The Word of the Lord to me for the past several years has been “Behold the Lamb.” To be honest, I have felt a little intimidated as I have tried to condense what could be a book into a short devotional. As I prayed asking what the Lord would have me say, he reminded me of a vision I had 35 years ago. It is just as fresh today as it was then and encapsulates what Behold the Lamb means to me.
The scene opens and I am standing in a bank of fog on a what appeared to be a stage. I am standing face to face with Jesus. We are embraced as a couple on a dance floor. I am unaware of anything beyond the depth of love, tenderness, strength, and steadfastness imparted as I gaze into his eyes. We begin to dance. He is the perfect partner. I never had to wonder where to place my foot or how to follow his lead. I was completely at rest in his arms. As we danced, the fog began to lift and I became aware that we were dancing through valleys, over mountain tops, through beautiful meadows, and along gently flowing streams. Regardless of the terrain, be it tranquil or challenging, I never had a misstep, the path we took was inconsequential. I was too lost in the love of my partner to take notice. As we continued to dance I felt the Lord speak to my heart that this was a picture of my life. There would be times when I would be in lush, peaceful pastures, and times when I would be in some harsh, challenging mountains. Regardless of my circumstances, I could be assured that as long as I kept my eyes fixed on him I would dance through life in peace and rest.
I have had some challenging seasons along this journey called life. At times I have let my focus drift to my circumstances, only to be robbed of peace and driven to “do” something. I lost rest because I started to strive. Then the gracious hand of the Lord would reach out to me and engage me in his love dance. The kindness of the Lord would lead me to repentance followed by the assurance that he was The Way in and through all my circumstances. I just needed to Behold the Lamb.
For the past five years we have been in a challenging season. My husband was diagnosed with stage 4 prostate cancer. There is not much one can “do” in their own strength when a diagnosis is given that the doctors say they have no cure for. When we were in the doctor’s office and he delivered the results of the biopsies and the grim news of no cure, the Holy Spirit shot a load of faith into us that is hard to explain. After listening to all that doctor said, I told him that we are BUT GOD people. Nothing is impossible for God. We knew he would do all he knew to do, but ultimately, Rich life and the number of his days was in God’s hands.
Jesus engaged me in the dance like never before. Both my husband and I were supernaturally invigorated. We didn’t feel like we left the office under a death sentence, we were born under that. We felt like we had been given the opportunity to expereince the Glory of God beyond anything we had previously known. I could write a book on all the words the Lord has given us over the last five years. We have had very credible leaders in the body of Christ who have prophesied life and healing over Rich. The Lord has given us many scriptures to pray and declare. There are believers all over the world who are standing with us praying for Rich believing God meant what he said. We are living Romans 4:18-21 Against all hope, Abraham in hope believed and so became the father of many nations, just as it had been said to him, “So shall your offspring be. Without weakening in his faith, he faced the fact that his body was as good as dead—since he was about a hundred years old—and that Sarah’s womb was also dead. Yet he did not waver through unbelief regarding the promise of God, but was strengthened in his faith and gave glory to God, being fully persuaded that God had power to do what he had promised.

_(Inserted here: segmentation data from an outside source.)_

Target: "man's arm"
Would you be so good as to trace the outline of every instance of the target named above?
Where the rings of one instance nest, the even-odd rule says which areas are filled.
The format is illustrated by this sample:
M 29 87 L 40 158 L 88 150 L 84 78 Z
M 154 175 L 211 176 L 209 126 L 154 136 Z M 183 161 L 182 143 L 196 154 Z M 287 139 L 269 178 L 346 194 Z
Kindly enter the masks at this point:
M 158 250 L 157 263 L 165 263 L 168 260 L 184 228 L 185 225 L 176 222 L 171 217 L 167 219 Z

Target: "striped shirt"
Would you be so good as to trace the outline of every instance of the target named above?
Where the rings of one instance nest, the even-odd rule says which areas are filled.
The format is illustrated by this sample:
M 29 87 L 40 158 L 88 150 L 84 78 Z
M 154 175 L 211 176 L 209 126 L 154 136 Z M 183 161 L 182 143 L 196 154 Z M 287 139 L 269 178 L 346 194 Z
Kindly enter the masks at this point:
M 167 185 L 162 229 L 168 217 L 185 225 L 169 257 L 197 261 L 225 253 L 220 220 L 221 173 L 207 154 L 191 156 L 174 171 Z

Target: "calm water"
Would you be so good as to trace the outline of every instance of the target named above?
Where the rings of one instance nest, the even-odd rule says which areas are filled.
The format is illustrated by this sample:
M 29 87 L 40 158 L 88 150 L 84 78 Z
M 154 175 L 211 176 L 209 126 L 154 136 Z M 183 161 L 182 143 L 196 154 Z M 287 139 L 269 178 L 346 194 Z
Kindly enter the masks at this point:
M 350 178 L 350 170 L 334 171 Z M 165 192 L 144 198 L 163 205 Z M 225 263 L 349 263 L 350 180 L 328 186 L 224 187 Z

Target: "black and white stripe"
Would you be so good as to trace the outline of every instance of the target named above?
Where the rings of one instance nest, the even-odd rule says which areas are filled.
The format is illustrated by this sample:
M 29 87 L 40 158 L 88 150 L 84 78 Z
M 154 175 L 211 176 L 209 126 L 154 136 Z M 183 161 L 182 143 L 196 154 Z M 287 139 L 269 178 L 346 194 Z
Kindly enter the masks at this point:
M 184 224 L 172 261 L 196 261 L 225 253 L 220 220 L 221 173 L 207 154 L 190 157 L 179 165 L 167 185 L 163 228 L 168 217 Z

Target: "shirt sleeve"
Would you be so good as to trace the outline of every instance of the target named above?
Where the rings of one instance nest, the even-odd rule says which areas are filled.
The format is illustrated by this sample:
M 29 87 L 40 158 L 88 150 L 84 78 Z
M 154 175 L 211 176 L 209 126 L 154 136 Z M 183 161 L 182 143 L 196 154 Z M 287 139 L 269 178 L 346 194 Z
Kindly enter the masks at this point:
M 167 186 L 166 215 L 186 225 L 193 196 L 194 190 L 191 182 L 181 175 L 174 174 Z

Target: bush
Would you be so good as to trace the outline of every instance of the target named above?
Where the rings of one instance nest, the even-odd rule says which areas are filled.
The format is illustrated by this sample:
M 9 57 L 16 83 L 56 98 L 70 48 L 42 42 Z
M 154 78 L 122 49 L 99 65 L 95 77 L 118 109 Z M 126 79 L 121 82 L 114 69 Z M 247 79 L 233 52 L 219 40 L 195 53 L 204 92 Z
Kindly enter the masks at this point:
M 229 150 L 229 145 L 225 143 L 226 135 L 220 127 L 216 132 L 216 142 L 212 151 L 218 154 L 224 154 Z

Every day I have the opportunity to choose. I choose to Behold the Lamb. I choose to run this race with perseverance, fixing my eyes on Jesus, the pioneer and perfecter of faith. I choose joy. I choose trust. I choose to worship and not despair. I choose to believe. I choose to rest. I choose to war on Rich’s behalf. I choose to empty myself and ask Holy Spirit to fill me afresh. I’m not saying that there are no hard days, there are. My husband dropped out cold walking across that patio last June as I was bringing him home from the hospital. He had a double pulmonary embolism. Most people don’t get up when that happens. They are gone. While sitting in the parking lot of the ER waiting two hours for a word about his condition, Jesus told me Rich would be fine, he had given me his word. I believed him. Circumstances can be hard, but God is always good.
Behold the Lamb. Gaze upon his beauty. Lose yourself in the wonder that the God who created all things seen and unseen knows you and calls you by name. He is relentless in his pursuit of you. He has given his life for you. He has shed his blood for you. He became a curse for you. He presented himself as a lamb to be slaughtered taking unto himself every sin that had been or would be committed. He allowed his body to be beaten and torn for our diseases. He took it all to the grave and rose triumphantly having conquered all. Behold the Lamb of God who takes away the sin of the world … and gives you everything in exchange.
Now to him who is able to do immeasurably more than all we ask or imagine, according to his power that is at work within us, to him be glory in the church and in Christ Jesus throughout all generations, for ever and ever! Amen.